Relevant concomitant care permitted or prohibited during the trial (11d)
Participants who are currently undergoing psychological treatment for an emotional or behavioural problem will not be permitted to participate in the trial. If the individual has been prescribed psychotropic medication, the dosage must have remained stable for the past two months to participate in the trial.
Provisions for post-trial care (30)
There are no plans for ancillary or post-trial care. Any significant risk issues that arise will be shared with the participants’ GP and any other clinician involved in their care (e.g., the referring Eating Disorders Service). Families will be signposted to appropriate services and sources of support as necessary.
Outcome measures (12)
The EDE-Q global score is the primary outcome; all other outcomes described below are secondary.
Eating disorder psychopathology.
Eating disorder examination questionnaire (EDE-Q; [40]) and parent eating disorder examination questionnaire (PEDE-Q; [41]). The EDE-Q is a 28-item self-report measure of eating disorder attitudes and behaviours over the past month. Eating disorder symptoms will be measured using the EDE-Q global score, the mean of the subscale scores (dietary restraint, eating concern, weight concern and shape concern). Scores range from 0 to 6, with higher scores indicating more severe symptomatology. The EDE-Q has shown good reliability and convergent validity [42].

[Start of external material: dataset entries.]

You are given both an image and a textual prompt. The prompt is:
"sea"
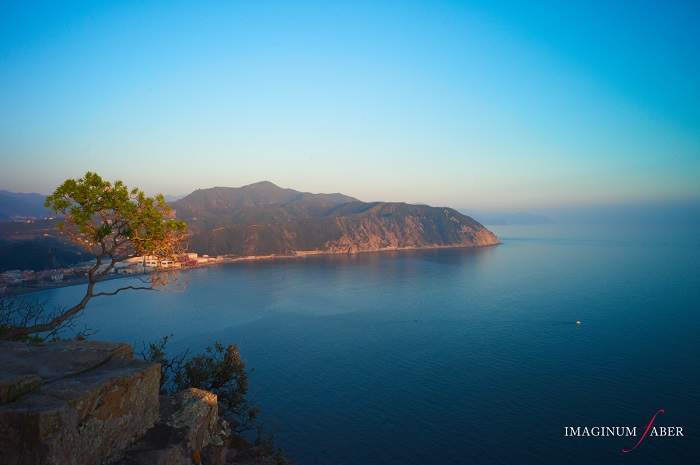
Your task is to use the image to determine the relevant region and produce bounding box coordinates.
[31,223,700,465]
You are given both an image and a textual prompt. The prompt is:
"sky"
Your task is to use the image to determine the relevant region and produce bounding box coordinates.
[0,0,700,210]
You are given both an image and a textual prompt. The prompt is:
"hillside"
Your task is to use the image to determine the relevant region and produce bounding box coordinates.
[172,182,499,256]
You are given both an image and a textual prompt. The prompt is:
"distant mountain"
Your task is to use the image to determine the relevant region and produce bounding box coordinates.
[0,190,51,221]
[172,181,499,256]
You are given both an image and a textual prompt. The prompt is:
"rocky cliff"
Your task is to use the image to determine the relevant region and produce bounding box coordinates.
[173,182,499,256]
[0,341,284,465]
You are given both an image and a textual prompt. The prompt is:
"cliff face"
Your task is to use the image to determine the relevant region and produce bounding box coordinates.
[173,183,499,256]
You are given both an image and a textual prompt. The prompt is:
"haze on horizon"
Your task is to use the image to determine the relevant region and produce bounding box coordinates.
[0,1,700,210]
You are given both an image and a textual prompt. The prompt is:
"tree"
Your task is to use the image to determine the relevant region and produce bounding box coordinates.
[0,172,186,340]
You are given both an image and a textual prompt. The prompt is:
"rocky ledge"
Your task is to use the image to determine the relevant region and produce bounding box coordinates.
[0,341,289,465]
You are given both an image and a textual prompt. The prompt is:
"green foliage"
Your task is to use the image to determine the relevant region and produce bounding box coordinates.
[45,172,186,260]
[174,342,260,433]
[0,172,186,340]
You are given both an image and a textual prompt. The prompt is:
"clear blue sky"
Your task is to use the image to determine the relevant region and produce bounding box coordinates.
[0,0,700,209]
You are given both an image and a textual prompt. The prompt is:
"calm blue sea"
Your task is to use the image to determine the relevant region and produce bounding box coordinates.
[37,224,700,465]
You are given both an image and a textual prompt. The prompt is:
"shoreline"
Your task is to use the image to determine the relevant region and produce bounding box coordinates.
[5,241,501,296]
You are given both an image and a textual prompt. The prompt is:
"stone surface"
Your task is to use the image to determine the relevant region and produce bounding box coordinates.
[0,341,160,465]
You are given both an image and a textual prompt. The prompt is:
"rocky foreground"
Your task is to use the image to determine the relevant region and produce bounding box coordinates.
[0,341,291,465]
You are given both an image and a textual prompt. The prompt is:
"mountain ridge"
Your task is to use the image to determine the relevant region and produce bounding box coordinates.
[172,181,500,257]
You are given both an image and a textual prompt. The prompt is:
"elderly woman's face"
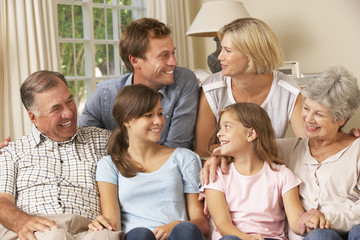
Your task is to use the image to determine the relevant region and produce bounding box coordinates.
[302,98,344,138]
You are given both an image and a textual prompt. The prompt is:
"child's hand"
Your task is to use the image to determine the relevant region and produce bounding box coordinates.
[299,208,332,234]
[88,215,115,232]
[153,222,180,240]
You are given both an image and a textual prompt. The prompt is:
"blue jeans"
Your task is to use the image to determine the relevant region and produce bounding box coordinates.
[304,224,360,240]
[219,235,276,240]
[125,222,205,240]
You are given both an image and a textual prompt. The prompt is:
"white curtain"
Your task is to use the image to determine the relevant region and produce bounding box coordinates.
[0,0,60,140]
[147,0,194,69]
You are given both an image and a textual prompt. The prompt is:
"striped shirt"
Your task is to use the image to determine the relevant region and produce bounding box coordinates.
[0,126,110,219]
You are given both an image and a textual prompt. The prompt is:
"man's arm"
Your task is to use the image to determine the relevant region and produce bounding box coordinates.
[164,69,199,149]
[0,136,11,154]
[78,85,105,128]
[0,193,57,240]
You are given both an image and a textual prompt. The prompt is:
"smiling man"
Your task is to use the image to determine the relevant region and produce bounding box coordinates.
[79,18,198,149]
[0,71,122,240]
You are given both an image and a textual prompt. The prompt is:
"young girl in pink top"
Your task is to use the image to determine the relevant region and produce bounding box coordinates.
[203,103,330,240]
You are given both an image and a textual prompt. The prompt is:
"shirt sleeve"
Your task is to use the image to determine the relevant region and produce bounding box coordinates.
[164,69,199,150]
[96,155,119,185]
[279,165,301,196]
[0,147,17,196]
[200,167,225,197]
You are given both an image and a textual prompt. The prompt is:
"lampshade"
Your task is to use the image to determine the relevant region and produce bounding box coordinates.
[186,0,250,37]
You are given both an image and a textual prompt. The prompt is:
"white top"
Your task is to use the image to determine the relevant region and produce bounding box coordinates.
[277,138,360,239]
[201,162,300,240]
[202,71,300,138]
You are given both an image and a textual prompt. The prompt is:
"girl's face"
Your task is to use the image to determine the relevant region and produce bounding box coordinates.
[302,98,345,139]
[217,111,254,157]
[218,34,249,77]
[124,100,165,142]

The PEDE-Q is a 29-item parent-report measure that assesses parental perceptions of the severity of their child’s eating disorder symptoms during the preceding 28 days. Its content and scoring system mirror those of the EDE-Q. The PEDE-Q demonstrates good psychometric properties and offers incremental information that can contribute to a more comprehensive assessment of eating disorders in adolescents [43].

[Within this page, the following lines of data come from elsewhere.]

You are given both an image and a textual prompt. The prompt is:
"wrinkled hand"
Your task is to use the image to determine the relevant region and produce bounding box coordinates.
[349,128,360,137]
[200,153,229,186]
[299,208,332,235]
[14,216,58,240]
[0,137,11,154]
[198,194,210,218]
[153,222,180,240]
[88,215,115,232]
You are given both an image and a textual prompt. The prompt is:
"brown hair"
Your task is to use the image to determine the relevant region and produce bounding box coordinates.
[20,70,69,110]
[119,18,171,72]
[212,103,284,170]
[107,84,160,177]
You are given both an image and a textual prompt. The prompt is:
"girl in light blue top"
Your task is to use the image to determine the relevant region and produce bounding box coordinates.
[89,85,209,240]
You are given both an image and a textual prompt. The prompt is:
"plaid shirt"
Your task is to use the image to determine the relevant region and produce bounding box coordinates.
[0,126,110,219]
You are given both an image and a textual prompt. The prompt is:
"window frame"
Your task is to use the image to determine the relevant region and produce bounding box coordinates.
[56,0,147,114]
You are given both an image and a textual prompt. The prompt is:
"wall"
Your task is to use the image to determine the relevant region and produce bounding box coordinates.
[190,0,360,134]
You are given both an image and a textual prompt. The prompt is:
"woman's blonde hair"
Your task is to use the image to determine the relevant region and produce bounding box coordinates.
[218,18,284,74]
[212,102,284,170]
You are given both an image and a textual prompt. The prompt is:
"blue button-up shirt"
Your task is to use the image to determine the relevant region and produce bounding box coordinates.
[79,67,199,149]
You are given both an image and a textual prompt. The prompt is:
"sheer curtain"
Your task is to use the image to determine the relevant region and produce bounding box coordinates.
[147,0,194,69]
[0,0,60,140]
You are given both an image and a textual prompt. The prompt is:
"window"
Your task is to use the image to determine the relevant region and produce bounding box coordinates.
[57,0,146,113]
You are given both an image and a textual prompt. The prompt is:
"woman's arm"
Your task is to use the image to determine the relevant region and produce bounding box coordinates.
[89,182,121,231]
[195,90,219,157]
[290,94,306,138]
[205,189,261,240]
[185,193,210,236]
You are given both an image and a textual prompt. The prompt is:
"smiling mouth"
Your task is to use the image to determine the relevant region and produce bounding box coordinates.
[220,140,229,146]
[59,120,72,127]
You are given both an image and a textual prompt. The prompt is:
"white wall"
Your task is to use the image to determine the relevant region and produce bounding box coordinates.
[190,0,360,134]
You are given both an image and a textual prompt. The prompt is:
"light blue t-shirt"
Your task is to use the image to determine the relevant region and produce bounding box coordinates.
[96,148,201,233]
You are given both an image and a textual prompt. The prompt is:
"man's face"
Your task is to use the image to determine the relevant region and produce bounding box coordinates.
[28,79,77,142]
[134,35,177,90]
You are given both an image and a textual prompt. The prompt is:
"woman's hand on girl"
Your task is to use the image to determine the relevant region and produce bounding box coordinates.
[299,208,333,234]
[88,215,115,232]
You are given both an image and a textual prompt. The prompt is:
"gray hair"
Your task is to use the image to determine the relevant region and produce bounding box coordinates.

The clinical impairment assessment (CIA; [44]). The CIA is a 16-item self-report questionnaire that measures psychosocial impairment associated with eating disorder symptoms over the past 28 days. A CIA global score is calculated as a severity index (ranging from 0 to 48), where higher scores denote greater functional impairment. The CIA has well-documented validity and reliability [45]. The CIA has been modified to make it applicable to children and young people (e.g., item 4 now asks about school performance instead of work performance).

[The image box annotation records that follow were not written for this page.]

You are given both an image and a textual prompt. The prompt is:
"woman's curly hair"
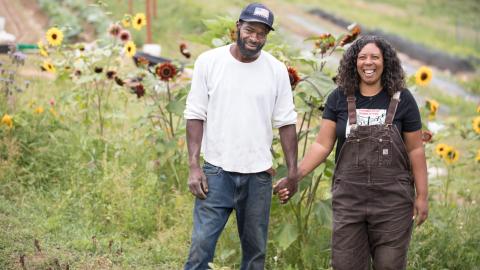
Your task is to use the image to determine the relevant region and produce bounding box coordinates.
[336,36,405,96]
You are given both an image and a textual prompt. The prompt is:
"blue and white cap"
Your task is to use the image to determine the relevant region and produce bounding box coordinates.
[238,3,275,31]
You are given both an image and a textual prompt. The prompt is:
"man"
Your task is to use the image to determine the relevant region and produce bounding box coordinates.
[185,3,297,270]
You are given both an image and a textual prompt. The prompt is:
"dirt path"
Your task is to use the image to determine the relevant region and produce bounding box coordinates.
[264,0,480,103]
[0,0,48,43]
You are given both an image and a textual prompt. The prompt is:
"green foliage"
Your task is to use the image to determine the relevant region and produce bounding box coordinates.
[0,0,480,270]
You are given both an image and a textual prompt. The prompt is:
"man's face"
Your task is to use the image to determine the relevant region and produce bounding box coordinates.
[237,22,270,58]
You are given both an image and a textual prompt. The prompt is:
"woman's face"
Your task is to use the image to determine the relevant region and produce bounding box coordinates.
[357,43,383,85]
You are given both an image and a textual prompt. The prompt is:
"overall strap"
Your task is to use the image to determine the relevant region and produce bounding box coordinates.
[347,95,357,125]
[385,91,400,125]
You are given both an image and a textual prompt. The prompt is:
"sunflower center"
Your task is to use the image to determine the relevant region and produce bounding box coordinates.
[162,68,172,77]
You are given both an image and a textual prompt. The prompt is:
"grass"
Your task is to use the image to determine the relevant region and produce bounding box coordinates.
[292,0,480,59]
[0,0,480,269]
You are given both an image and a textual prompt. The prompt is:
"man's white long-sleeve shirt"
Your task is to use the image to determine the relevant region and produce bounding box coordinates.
[184,45,297,173]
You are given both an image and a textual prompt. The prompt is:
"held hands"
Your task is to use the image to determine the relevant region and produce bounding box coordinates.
[273,176,299,204]
[188,167,208,200]
[413,197,428,226]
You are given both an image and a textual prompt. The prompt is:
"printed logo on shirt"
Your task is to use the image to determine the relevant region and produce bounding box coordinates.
[253,7,270,20]
[345,109,387,138]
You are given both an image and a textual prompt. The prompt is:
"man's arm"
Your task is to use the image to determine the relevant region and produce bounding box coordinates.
[274,119,336,203]
[403,130,428,225]
[279,124,298,194]
[187,119,208,199]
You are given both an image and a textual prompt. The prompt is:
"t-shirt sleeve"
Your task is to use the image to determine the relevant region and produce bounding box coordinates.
[322,89,339,122]
[272,64,297,128]
[183,56,208,121]
[400,89,422,132]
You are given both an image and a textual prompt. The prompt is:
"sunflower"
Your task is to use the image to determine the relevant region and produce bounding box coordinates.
[422,130,433,143]
[155,62,177,81]
[118,30,131,43]
[122,14,132,28]
[47,27,63,46]
[130,83,145,98]
[472,116,480,134]
[108,23,122,37]
[35,106,45,114]
[37,41,48,57]
[113,76,125,86]
[48,108,58,117]
[106,70,117,80]
[125,41,137,57]
[435,143,450,157]
[415,66,432,86]
[42,60,57,73]
[425,99,440,118]
[132,13,147,30]
[1,114,13,128]
[287,67,300,90]
[443,147,460,164]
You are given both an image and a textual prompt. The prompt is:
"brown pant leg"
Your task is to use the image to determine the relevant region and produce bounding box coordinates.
[368,177,414,270]
[332,180,370,270]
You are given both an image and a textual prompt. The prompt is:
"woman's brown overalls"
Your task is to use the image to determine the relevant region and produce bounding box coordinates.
[332,92,415,270]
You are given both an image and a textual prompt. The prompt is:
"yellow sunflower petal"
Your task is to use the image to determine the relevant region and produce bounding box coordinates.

Percentage median body mass index (%mBMI)
Participants’ body weight and height will be measured using the relevant items on the EDE-Q [40) so that %mBMI ((actual BMI ÷ 50th centile BMI) x 100) can be determined.
Depression and anxiety symptomatology.
The revised child anxiety and depression scale (RCADS; [46]). The self-report and parent-report versions of the RCADS will be used to assess changes in the young person’s symptoms of DSM-defined anxiety disorders and major depression. The RCADS is a 47-item questionnaire measuring five anxiety subtypes and depression symptoms with robust psychometric properties [47, 48]. t-scores will be calculated based on the child’s school year and gender, based on developer norms [47].
The strengths and difficulties questionnaire (SDQ; [49]). The self-report and parent-report versions of the SDQ will be used to assess the young person’s psychological wellbeing. The SDQ is a 25-item questionnaire comprising five subscales, each containing five items. These subscales assess conduct problems, emotional problems, hyperactivity, peer problems, and prosocial behavior. The total difficulties score is obtained by summing the scores from the conduct, emotional, hyperactivity, and peer problems subscales, resulting in a possible range of 0 to 40. Higher scores indicate greater difficulties. An impact supplement scale consisting of 5 items assesses the functional impairment of the identified problems. The reliability and validity of the SDQ is well established [50, 51].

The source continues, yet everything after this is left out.